Well, looks like it might be your Coralline starting, but. If you can wipe it off with your finger, then its cyano, if you can't then its coraliine.


----------



## jacksmith1967 (Dec 30, 2011)

Ok so I got my test kit from the pet store.

ammonia-0.0- not sure about this one the test tube never turned a color it stayed clear?
nitrite-0.0
nitrate-0.0
I don't know if these tests are accurate. I did top off the tank before I tested. Could this have something to do with why my tests all show 0?


----------



## Reefing Madness (Jun 26, 2011)

Might want to retest. I do believe that Saltwater is heavier than freshwater.


----------



## jacksmith1967 (Dec 30, 2011)

I retested and got

ammonia-0.0
nitrite-0.0
nitrate-1.0
ph-8.2

so I decided to add fish. A pair of clowns- lfs said they have had
eggs before. Not that I want to breed them. Will I have to keep 
removing their eggs every 5 to 12 days?


----------



## onefish2fish (Jul 22, 2008)

sounds like the LFS gave you a long tale to sell a fish. not saying you dont have a breeding pair but these generally are expensive and harder to come by. sounds like they are a "bonded pair" and not a "mated pair" which indicates a big price difference.

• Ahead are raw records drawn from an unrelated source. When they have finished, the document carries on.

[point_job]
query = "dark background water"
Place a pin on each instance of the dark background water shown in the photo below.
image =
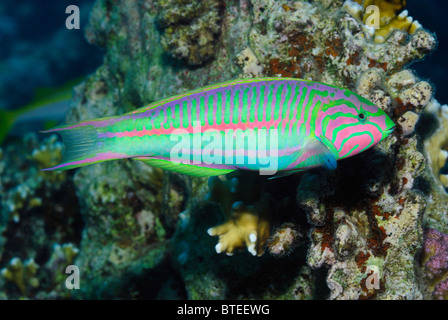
(38, 51)
(433, 16)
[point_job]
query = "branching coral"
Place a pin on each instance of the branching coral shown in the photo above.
(246, 226)
(391, 17)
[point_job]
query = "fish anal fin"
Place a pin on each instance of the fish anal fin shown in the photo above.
(190, 169)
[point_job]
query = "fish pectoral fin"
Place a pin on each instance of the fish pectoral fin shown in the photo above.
(190, 169)
(316, 153)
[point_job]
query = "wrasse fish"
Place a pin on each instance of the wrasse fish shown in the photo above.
(270, 124)
(47, 109)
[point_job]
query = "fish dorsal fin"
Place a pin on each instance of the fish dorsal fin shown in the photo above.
(192, 170)
(316, 153)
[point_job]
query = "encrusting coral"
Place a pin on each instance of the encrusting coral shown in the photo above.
(435, 262)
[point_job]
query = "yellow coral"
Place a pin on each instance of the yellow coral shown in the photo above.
(246, 227)
(389, 18)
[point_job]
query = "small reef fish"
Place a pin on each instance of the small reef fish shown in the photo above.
(271, 124)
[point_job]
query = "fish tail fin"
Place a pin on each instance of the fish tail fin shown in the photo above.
(83, 146)
(6, 122)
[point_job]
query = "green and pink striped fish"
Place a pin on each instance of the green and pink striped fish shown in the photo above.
(270, 124)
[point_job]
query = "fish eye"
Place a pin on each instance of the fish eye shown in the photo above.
(362, 116)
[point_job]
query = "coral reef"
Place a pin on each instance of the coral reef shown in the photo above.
(352, 233)
(190, 28)
(435, 261)
(390, 14)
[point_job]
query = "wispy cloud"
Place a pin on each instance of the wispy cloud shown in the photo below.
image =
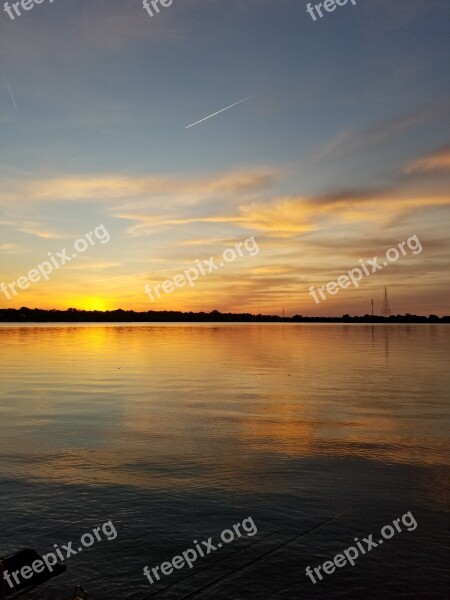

however if they do lay eggs though, leave them. if for some miracle they make it to adulthood ( sorry, they wont ) youll have baby clowns to sell, or trade. unfortunately i know they wont make it in a display tank ( food requirements, pumps, predators.. ) so i would still leave them as a natural food source. a healthy natural food.


----------



## jacksmith1967 (Dec 30, 2011)

ya most likely a tale but one is far larger than the other. The female is about 2 inches
while the other is about 1. I know the fry won't make it to adulthood but I was worried that 
the dead fry would add ammonia, phosphates, etc. Once I have the time and money I would like
to set up a 10 g grow out tank. I don't plan on adding anything else to the tank so we will see what happens.
My main concern about trying to raise rotifers for the fry- does anyone know if you can buy rotifers and just add them not breed them?


----------



## Reefing Madness (Jun 26, 2011)

Instant Zooplankton Products | Reed Mariculture


----------



## jacksmith1967 (Dec 30, 2011)

Reefing Madness said:


> Instant Zooplankton Products | Reed Mariculture


I have seen that but how long would that last me?
Also I would really like to get a torch coral but I'm not sure what lighting to use.
Anything cheaper than this that would work?-http://www.ebay.com/itm/24-QUAD-Aquarium-T5-HO-Light-96W-Coral-Fish-LED-NEW-CE-/290583621043?pt=LH_DefaultDomain_0&hash=item43a8222db3#ht_1223wt_1122


----------



## Reefing Madness (Jun 26, 2011)

Thats more than plenty of light for you.


----------